Uribe havia perdido as eleições nas principais cidades – Bogotá, Cali, Medellin – nas eleições de novembro de 2007, porque o eleitorado vota por critérios de políticas sociais, em nível local. Mas no cenário político nacional Uribe mantinha um apoio amplo, até essa circunstância recente.
Antonas Mockus tinha sido um folclórico prefeito de Bogotá, reitor da principal universidade publica da Colombia, uniu-se a outros bom ex-prefeitos, usou a sigla verde – que apenas serve para simbolizar que representaria algo novo, sem nenhum conteúdo ecológico especifico – e, depois de não ter tido um resultado positivo nas eleições parlamentares, de repente começou a se diferenciar dos outros candidatos e a catalizar o voto do cansaço de Uribe. Propôs a outro candidato moderado retirar sua candidatura e somar-se a ele como candidato a vice e pareceu ganhar mais fôlego que os outros. É como se, dado que a "segurança democrática" já se incorporou ao consenso nacional, queriam isso e algo mais, que Santos não oferece, porque se apresenta como a continuidade dura e pura de Uribe, acreditando que esse era o caminho seguro de vitória.
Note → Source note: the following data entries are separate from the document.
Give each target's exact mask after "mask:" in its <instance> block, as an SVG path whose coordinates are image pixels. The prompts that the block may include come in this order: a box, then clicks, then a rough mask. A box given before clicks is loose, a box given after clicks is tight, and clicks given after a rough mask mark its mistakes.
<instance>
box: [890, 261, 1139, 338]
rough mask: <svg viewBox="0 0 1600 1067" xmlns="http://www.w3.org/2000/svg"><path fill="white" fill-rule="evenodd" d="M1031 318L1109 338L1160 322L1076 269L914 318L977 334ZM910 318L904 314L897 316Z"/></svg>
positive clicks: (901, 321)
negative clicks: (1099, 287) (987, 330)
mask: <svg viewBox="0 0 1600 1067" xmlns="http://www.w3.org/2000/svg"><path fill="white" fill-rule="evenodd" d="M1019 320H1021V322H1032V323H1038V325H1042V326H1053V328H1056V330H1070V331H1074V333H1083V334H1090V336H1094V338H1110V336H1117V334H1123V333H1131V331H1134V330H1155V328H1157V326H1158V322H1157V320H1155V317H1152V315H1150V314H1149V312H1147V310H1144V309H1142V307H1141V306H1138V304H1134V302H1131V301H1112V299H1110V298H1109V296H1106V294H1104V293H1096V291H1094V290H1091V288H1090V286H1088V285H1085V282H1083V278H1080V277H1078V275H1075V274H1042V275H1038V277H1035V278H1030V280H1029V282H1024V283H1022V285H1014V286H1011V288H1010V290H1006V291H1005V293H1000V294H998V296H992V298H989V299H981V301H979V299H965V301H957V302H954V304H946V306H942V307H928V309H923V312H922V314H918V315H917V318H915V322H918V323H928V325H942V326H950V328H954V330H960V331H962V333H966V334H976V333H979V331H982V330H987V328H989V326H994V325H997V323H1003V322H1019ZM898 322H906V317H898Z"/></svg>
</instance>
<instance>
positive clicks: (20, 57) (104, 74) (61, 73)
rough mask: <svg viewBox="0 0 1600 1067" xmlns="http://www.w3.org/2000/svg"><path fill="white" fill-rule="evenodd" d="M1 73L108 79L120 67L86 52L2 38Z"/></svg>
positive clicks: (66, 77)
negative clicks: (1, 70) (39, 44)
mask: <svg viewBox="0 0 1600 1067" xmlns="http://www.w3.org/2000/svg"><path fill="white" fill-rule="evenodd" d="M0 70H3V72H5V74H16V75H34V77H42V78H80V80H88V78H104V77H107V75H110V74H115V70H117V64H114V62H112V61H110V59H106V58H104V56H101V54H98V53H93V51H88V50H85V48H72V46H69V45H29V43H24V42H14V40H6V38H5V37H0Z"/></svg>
Mockus rapidamente chegou ao empate técnico e superou Santos, particularmente no segundo turno, em que parece canalizar definitivamente o voto que quer virar a página do uribismo que, de qualquer maneira, remete a um tempo de violências, escândalos, chantagens, narcotráfico, que os colombianos parecem querer superar.
Mockus diz que manterá a política de "segurança democrática", que não negociará com as Farc enquanto mantenham seqüestrados – recusando assim a proposta da senadora Piedad Cordoba de passar das liberações unilaterais das Farc aos intercâmbios humanitários de prisioneiros dos dois lados -, mas que colocará a ênfase na legalidade, no combate aos excessos que caracterizaram o governo Uribe.
Pode-se imaginar que acenará também com a normalização das relações com os países da região – especialmente com o Equador e com a Venezuela, propiciando o desafogo das dificuldades econômicas que a suspensão das compras de Caracas produziu na economia colombina – além de buscar aprofundar as relações com outros países, em particular com o Brasil.
Dificilmente tocará nas bases militares norteamericanas. Tampouco pode-se prever uma virada nas relações econômicas externas privilegiadas, transferindo-as dos EUA para os processos de integração regional. Ao contrário, é mais provável que, buscando limpar a imagem suja da Colômbia em termos de direitos humanos, trate de preencher os requerimentos que o Congresso norteamericano, dominado pelos democratas, demandam para assinar um Tratado de Livre Comércio com os EUA.
De qualquer forma, quaisquer que sejam os elementos de mudança e de continuidade, será positiva a provável derrota de Uribe e de seu candidato. Sairá de cena o personagem cujo governo mais ameaça a convivência pacifica e a construção de processos de integração política regional. Piñera perderá seu aliado privilegiado e os EUA o sonho de construção de um pólo duro, com o Chile, o Peru e a Colômbia, para se contrapor àquele da integração regional, composto pelo Brasil, pela Argentina, pelo Uruguai, pelo Paraguai, pela Venezuela, pela Bolívia e pelo Equador. A Colômbia poderá começar a sair do pesadelo que se abateu sobre o país nas últimas décadas.